París - Desde el momento en que asuma hoy la presidencia, François Hollande deberá enfrentarse al temible desafío de la recuperación de las finanzas públicas, agravado por las sombrías previsiones económicas de la Unión Europea o del Banco de Francia.

El presidente electo francés señaló el viernes que había «previsto» esta situación. «Desde hace ya varias semanas yo sabía que había una degradación mayor de lo que el Gobierno saliente decía sobre nuestras cuentas públicas», declaró.

Su entorno se apresuró, sin embargo, a precisar que el compromiso asumido por Francia frente a sus socios europeos de limitar el déficit fiscal al 3% del PBI el próximo año, contra el 4,5% que se espera éste, será mantenido.

Queda saber cómo. Al invocar la «pesada herencia» del Gobierno saliente del conservador Nicolas Sarkozy, Michel Sapin -cuyo nombre circula con insistencia para el Ministerio de Economía y Finanzas- afirmó que en el gabinete que se formará mañana adoptará «las medidas necesarias», pero sin precisar cuáles.

La Comisión Europea, mientras tanto, hace de pájaro de mal agüero. Según ella, si no se hace nada, el déficit fiscal de Francia alcanzará un 4,2% del PBI el próximo año, o sea 1,2 punto más que lo esperado, y el crecimiento se estancará en el 1,3%, debajo de la tasa del 1,7% que espera el nuevo presidente.

El jueves último, el Banco de Francia anunció que esperaba un crecimiento cero en el segundo trimestre de este año, como en el primero.

Estas tensiones se ven agravadas por el caos político y económico que reina en Grecia y la perspectiva de una prueba de fuerza entre París y Berlín. El presidente Hollande se desplazará el martes a Berlín para intentar convencer a la canciller Angela Merkel de que también son necesarias medidas en favor del crecimiento (ver aparte).

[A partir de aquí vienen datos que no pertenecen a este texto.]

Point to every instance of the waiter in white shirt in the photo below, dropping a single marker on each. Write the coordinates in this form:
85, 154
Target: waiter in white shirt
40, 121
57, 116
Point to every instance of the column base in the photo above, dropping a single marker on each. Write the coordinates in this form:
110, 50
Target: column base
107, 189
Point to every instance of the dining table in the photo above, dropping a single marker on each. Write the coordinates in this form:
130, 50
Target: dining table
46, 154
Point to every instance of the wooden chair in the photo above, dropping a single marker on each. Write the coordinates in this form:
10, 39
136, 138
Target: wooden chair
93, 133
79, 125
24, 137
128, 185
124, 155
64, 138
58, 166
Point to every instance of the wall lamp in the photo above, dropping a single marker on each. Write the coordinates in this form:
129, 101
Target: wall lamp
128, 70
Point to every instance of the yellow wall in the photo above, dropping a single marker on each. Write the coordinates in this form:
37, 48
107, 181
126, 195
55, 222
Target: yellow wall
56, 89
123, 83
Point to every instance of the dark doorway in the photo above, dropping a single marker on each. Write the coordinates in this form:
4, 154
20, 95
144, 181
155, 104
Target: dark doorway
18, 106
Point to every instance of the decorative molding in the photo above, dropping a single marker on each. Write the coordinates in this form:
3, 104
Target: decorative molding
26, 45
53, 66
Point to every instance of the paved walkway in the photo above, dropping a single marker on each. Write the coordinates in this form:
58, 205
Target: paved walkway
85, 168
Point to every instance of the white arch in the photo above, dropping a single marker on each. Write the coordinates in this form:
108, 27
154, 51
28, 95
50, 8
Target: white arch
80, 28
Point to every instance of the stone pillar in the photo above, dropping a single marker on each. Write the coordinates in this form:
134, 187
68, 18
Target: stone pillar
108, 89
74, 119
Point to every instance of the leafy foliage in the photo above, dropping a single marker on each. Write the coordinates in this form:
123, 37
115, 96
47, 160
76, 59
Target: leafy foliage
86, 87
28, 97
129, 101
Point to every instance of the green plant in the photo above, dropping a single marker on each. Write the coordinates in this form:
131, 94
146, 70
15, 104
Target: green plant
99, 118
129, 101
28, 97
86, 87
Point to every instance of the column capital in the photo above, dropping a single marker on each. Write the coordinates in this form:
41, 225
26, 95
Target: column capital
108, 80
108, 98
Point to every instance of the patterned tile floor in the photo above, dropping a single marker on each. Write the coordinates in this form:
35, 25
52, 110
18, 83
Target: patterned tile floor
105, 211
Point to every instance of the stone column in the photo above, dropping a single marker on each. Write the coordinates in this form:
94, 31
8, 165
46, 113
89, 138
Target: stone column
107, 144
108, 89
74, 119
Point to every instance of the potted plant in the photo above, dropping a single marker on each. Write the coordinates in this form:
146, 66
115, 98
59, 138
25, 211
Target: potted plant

Para liberar nuevos recursos, el nuevo Gobierno francés debe impulsar de aquí a julio un impresionante paquete de medidas fiscales: revisión del impuesto a las empresas para beneficiar a las pymes, reducción de las exenciones fiscales, impuesto adicional sobre los beneficios de bancos y compañías petroleras, aumento de los impuestos a las grandes herencias y rentas de capital, impuesto al 75% por encima de un millón de euros en ingresos anuales...

Los economistas estiman en al menos 10.000 millones de euros el esfuerzo extra que será necesario realizar, de ser ciertas las previsiones de crecimiento de Bruselas.

Meses difíciles

Según Jean-Hervé Lorenzi, que apoyó la candidatura de Hollande, «todo se jugará en los diez días que vienen» para el nuevo presidente, con «dos meses que serán difíciles, marcados por una serie de planes sociales».

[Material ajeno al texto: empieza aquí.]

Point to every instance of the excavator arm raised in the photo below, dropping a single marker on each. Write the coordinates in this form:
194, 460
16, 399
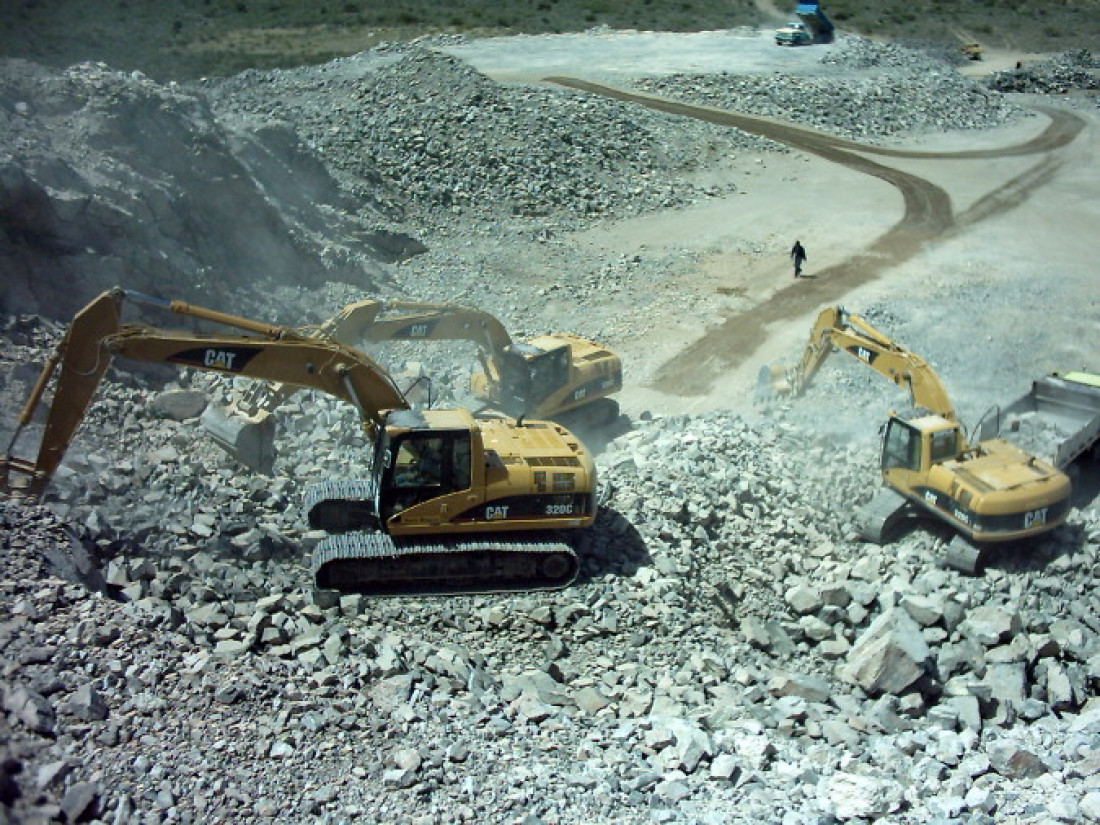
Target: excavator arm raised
837, 329
271, 353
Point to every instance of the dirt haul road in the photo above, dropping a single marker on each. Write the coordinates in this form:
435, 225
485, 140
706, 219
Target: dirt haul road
928, 216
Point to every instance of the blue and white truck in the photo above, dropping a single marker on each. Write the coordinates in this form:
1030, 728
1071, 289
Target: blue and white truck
811, 25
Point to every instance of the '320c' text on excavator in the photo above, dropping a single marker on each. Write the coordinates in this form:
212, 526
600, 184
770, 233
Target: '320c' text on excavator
988, 492
451, 504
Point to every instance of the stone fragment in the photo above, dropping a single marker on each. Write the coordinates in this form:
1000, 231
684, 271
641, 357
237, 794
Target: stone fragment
87, 704
178, 404
889, 657
1014, 761
859, 796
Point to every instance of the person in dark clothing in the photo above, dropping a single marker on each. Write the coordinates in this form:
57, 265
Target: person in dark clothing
799, 256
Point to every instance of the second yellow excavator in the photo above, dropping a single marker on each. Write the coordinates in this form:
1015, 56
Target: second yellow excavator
450, 503
989, 492
560, 376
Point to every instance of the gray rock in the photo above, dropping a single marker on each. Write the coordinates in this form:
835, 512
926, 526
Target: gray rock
889, 657
1014, 761
179, 405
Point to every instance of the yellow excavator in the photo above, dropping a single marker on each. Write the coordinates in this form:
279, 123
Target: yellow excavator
559, 376
452, 503
989, 492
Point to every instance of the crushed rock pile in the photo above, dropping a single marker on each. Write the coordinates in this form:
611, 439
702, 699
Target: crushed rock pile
881, 90
1069, 72
730, 652
440, 135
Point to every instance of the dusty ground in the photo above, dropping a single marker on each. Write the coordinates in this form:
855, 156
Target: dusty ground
1011, 206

Para reducir el gasto público, Lorenzi, presidente del Círculo de Economistas, aboga por una «gran transformación de las administraciones a través de una generalización del modelo de autonomía de las universidades». También pidió al nuevo equipo que «imponga el esfuerzo fiscal a las rentas y no lastre la creación de riquezas y el espíritu empresarial».

Por su parte, Christian Saint-Etienne, profesor de la Universidad París-Dauphine, afirma que el próximo Gobierno no podrá «agregar 10.000 millones de euros en alzas de impuestos sin crear un trauma fiscal sin precedentes».

«El nuevo equipo tendrá que presentar un nuevo plan de desarrollo económico y nuevas proyecciones para adaptarse a la situación», afirma, pronosticando que se avecina un verano boreal «difícil».